8. Order versus Chaos
StressedMom says: A place for everything and everything in its place.
NothingByTheBook says: I aspire to this. Really. But I think I have to face that I’m a slob at heart, an “everything all over the place” person, who’s inner housewife is on permanent strike. But I do have a solution. Two words: crap box. In every room, but especially in the kitchen and in the living room. An attractive box or basket dedicated to throwing the crap that doesn’t belong in that particular room when you need to get it off the floor or off the kitchen table. When it’s filled to overflowing–may take days weeks or even months (chose the size of your crap box wisely), a) put it in your crap box storage place b) freecycle the whole thing ’cause no one asked for or needed anything that was in the crap box while it was in there c) give yourself a make work project and sort through it while watching Netflix.
9. Bedtime routine
StressedMom says: Have a bedtime routine that includes putting away toys, books, dishes, trash, etc and picking out clothes for tomorrow.
NothingByTheBookSays: Have a bedtime routine that everyone in the family looks forward to, that winds you all down, and that doesn’t create make work projects for the adults—or sets the scene for late-evening breakdowns from the toddlers or preschoolers. If you can incorporate housekeeping/cleaning stuff into it with joy, bonus. Adding something like picking out clothes for the morrow to a young child’s bedtime routine, in this family, would be an utter disaster: this is not the time of day for them to a) make decisions, even trivial ones, b) decide they want to wear the blue shirt that’s in the laundry, c) start getting excited about the morning.
Having said that: my seven-year-old Flora, on nights before mornings when she wants to get going right away, goes to sleep in the clothes she plans to wear in the morning. “It’s more efficient, Mom,” she told me the first time I asked why she was getting into her dress instead of pajamas. So obviously it’s a strategy that works for some people and kids! But not Flora’s brothers and me.
10. Just say No.
StressedMom says: Do not say YES immediately to new requests.

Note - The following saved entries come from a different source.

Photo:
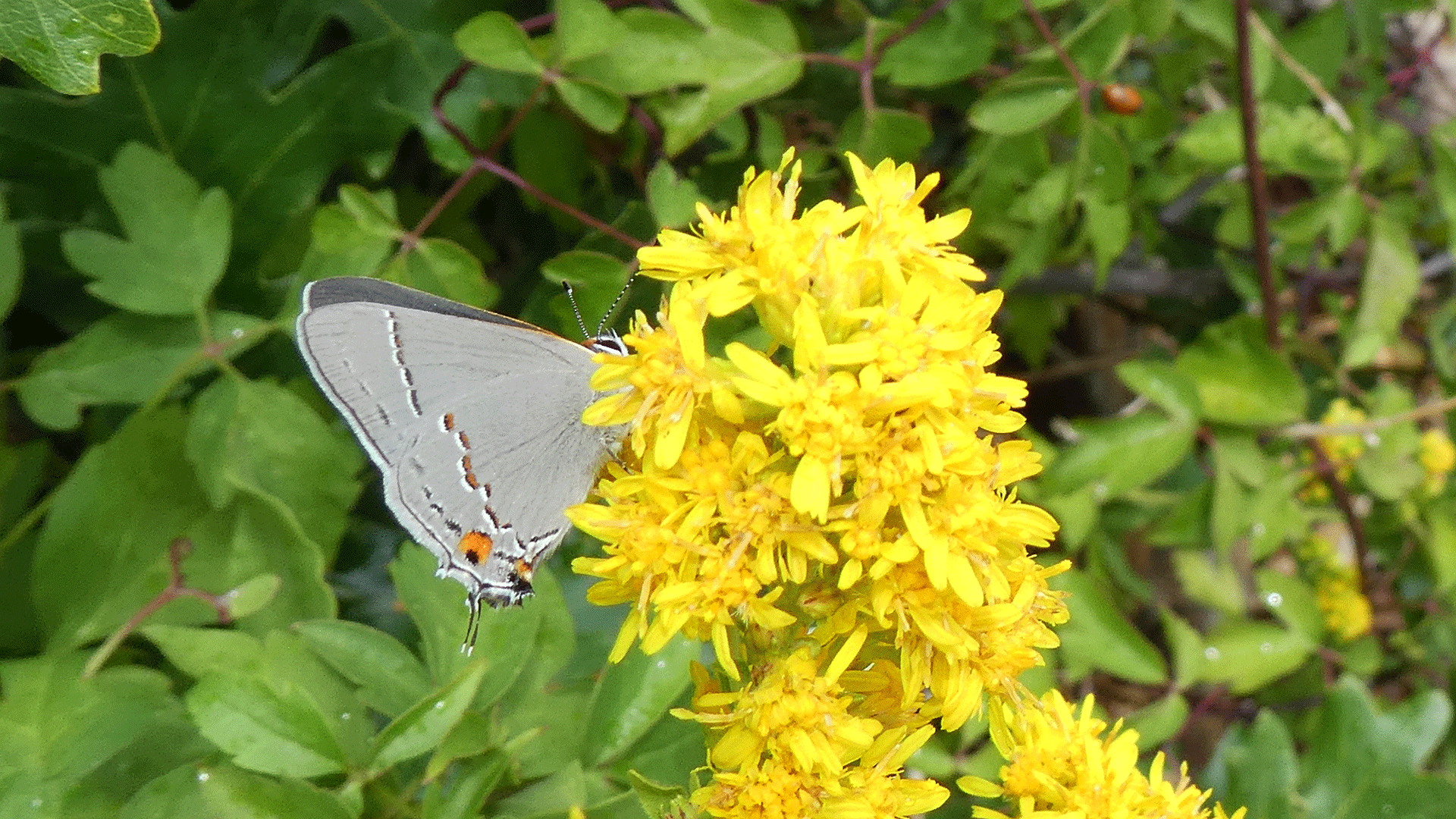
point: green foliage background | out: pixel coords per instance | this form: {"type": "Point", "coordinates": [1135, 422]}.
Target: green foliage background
{"type": "Point", "coordinates": [155, 234]}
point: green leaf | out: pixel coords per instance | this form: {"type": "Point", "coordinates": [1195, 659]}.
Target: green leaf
{"type": "Point", "coordinates": [584, 28]}
{"type": "Point", "coordinates": [670, 752]}
{"type": "Point", "coordinates": [204, 651]}
{"type": "Point", "coordinates": [507, 634]}
{"type": "Point", "coordinates": [601, 108]}
{"type": "Point", "coordinates": [175, 793]}
{"type": "Point", "coordinates": [421, 727]}
{"type": "Point", "coordinates": [61, 44]}
{"type": "Point", "coordinates": [731, 53]}
{"type": "Point", "coordinates": [596, 280]}
{"type": "Point", "coordinates": [1389, 466]}
{"type": "Point", "coordinates": [473, 735]}
{"type": "Point", "coordinates": [466, 790]}
{"type": "Point", "coordinates": [1239, 379]}
{"type": "Point", "coordinates": [1248, 656]}
{"type": "Point", "coordinates": [391, 679]}
{"type": "Point", "coordinates": [261, 439]}
{"type": "Point", "coordinates": [1098, 635]}
{"type": "Point", "coordinates": [1184, 648]}
{"type": "Point", "coordinates": [11, 261]}
{"type": "Point", "coordinates": [1116, 455]}
{"type": "Point", "coordinates": [251, 537]}
{"type": "Point", "coordinates": [444, 268]}
{"type": "Point", "coordinates": [1256, 767]}
{"type": "Point", "coordinates": [240, 99]}
{"type": "Point", "coordinates": [495, 39]}
{"type": "Point", "coordinates": [1152, 18]}
{"type": "Point", "coordinates": [1392, 276]}
{"type": "Point", "coordinates": [1442, 334]}
{"type": "Point", "coordinates": [177, 243]}
{"type": "Point", "coordinates": [632, 695]}
{"type": "Point", "coordinates": [1210, 580]}
{"type": "Point", "coordinates": [261, 730]}
{"type": "Point", "coordinates": [124, 359]}
{"type": "Point", "coordinates": [114, 513]}
{"type": "Point", "coordinates": [1443, 181]}
{"type": "Point", "coordinates": [1109, 174]}
{"type": "Point", "coordinates": [1110, 228]}
{"type": "Point", "coordinates": [1164, 385]}
{"type": "Point", "coordinates": [1440, 547]}
{"type": "Point", "coordinates": [1019, 107]}
{"type": "Point", "coordinates": [1292, 602]}
{"type": "Point", "coordinates": [237, 795]}
{"type": "Point", "coordinates": [672, 199]}
{"type": "Point", "coordinates": [1347, 216]}
{"type": "Point", "coordinates": [951, 46]}
{"type": "Point", "coordinates": [884, 133]}
{"type": "Point", "coordinates": [64, 741]}
{"type": "Point", "coordinates": [1363, 763]}
{"type": "Point", "coordinates": [373, 213]}
{"type": "Point", "coordinates": [1159, 722]}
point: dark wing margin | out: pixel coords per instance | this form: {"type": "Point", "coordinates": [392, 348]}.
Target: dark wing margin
{"type": "Point", "coordinates": [351, 289]}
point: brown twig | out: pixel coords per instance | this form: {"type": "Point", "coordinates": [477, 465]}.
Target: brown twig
{"type": "Point", "coordinates": [177, 588]}
{"type": "Point", "coordinates": [1085, 86]}
{"type": "Point", "coordinates": [1258, 188]}
{"type": "Point", "coordinates": [1372, 426]}
{"type": "Point", "coordinates": [1347, 507]}
{"type": "Point", "coordinates": [875, 52]}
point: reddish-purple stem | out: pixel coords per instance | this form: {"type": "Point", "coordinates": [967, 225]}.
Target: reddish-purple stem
{"type": "Point", "coordinates": [1258, 188]}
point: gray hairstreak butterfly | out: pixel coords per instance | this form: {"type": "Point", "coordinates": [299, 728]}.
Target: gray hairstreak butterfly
{"type": "Point", "coordinates": [473, 420]}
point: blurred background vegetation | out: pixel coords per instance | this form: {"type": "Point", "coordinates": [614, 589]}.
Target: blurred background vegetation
{"type": "Point", "coordinates": [1226, 242]}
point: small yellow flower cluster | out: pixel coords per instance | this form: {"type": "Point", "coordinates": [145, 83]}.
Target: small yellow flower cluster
{"type": "Point", "coordinates": [791, 745]}
{"type": "Point", "coordinates": [1343, 450]}
{"type": "Point", "coordinates": [1337, 586]}
{"type": "Point", "coordinates": [1060, 765]}
{"type": "Point", "coordinates": [1438, 457]}
{"type": "Point", "coordinates": [823, 494]}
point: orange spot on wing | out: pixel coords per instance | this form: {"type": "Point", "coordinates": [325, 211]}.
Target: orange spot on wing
{"type": "Point", "coordinates": [525, 570]}
{"type": "Point", "coordinates": [475, 547]}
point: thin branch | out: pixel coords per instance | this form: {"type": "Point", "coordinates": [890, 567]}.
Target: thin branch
{"type": "Point", "coordinates": [481, 161]}
{"type": "Point", "coordinates": [1258, 188]}
{"type": "Point", "coordinates": [1327, 101]}
{"type": "Point", "coordinates": [1372, 426]}
{"type": "Point", "coordinates": [552, 202]}
{"type": "Point", "coordinates": [910, 28]}
{"type": "Point", "coordinates": [875, 52]}
{"type": "Point", "coordinates": [177, 588]}
{"type": "Point", "coordinates": [1085, 86]}
{"type": "Point", "coordinates": [1347, 507]}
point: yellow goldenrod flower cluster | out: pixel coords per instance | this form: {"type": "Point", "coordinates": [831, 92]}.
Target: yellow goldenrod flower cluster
{"type": "Point", "coordinates": [1341, 449]}
{"type": "Point", "coordinates": [1337, 585]}
{"type": "Point", "coordinates": [1060, 765]}
{"type": "Point", "coordinates": [1438, 458]}
{"type": "Point", "coordinates": [814, 483]}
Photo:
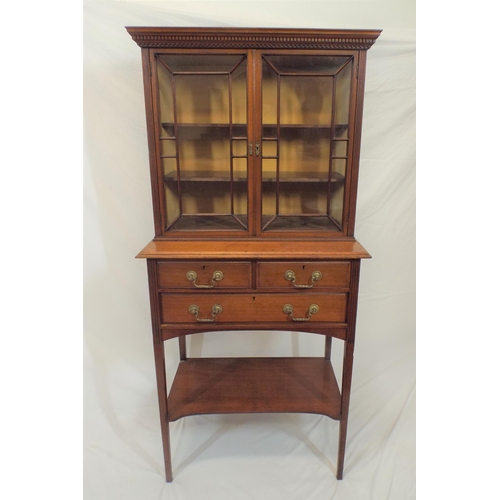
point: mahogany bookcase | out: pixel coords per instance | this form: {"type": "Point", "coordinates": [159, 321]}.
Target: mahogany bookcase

NothingByTheBook says: Yes. Two thumbs and two toes up. I’d modify this perhaps so: Say YES to yourself, your partner and your children as often as possible. External demands–including those of your extended family–treat more judiciously. Know your family’s need for downtime and stay-at-home days and consider those when getting invitations, scheduling activities and agreeing to babysitting, volunteering, work and other commitments. Put things like “stay at home day,” “family movie night,” “chill day in preparation for big dinner party at Grandma’s house” in the calendar.
Or don’t. Maybe you’re a family of high-energy extroverts who thrives on a full calendar and running from place to place. A beautiful neighbour of mine is just that—they’re always going and running, and frankly, just looking at them come and go exhausts me. But all four of them seem to thrive on that pace, a noisy, full house, and social and volunteer commitments that would push me and mine over the edge.
We’re all different, and we all need different tips or habits to craft our own peace and harmony.
I’d like to thank TheStressedMom for posting the original list. Because it got us talking and thinking. Which is always good.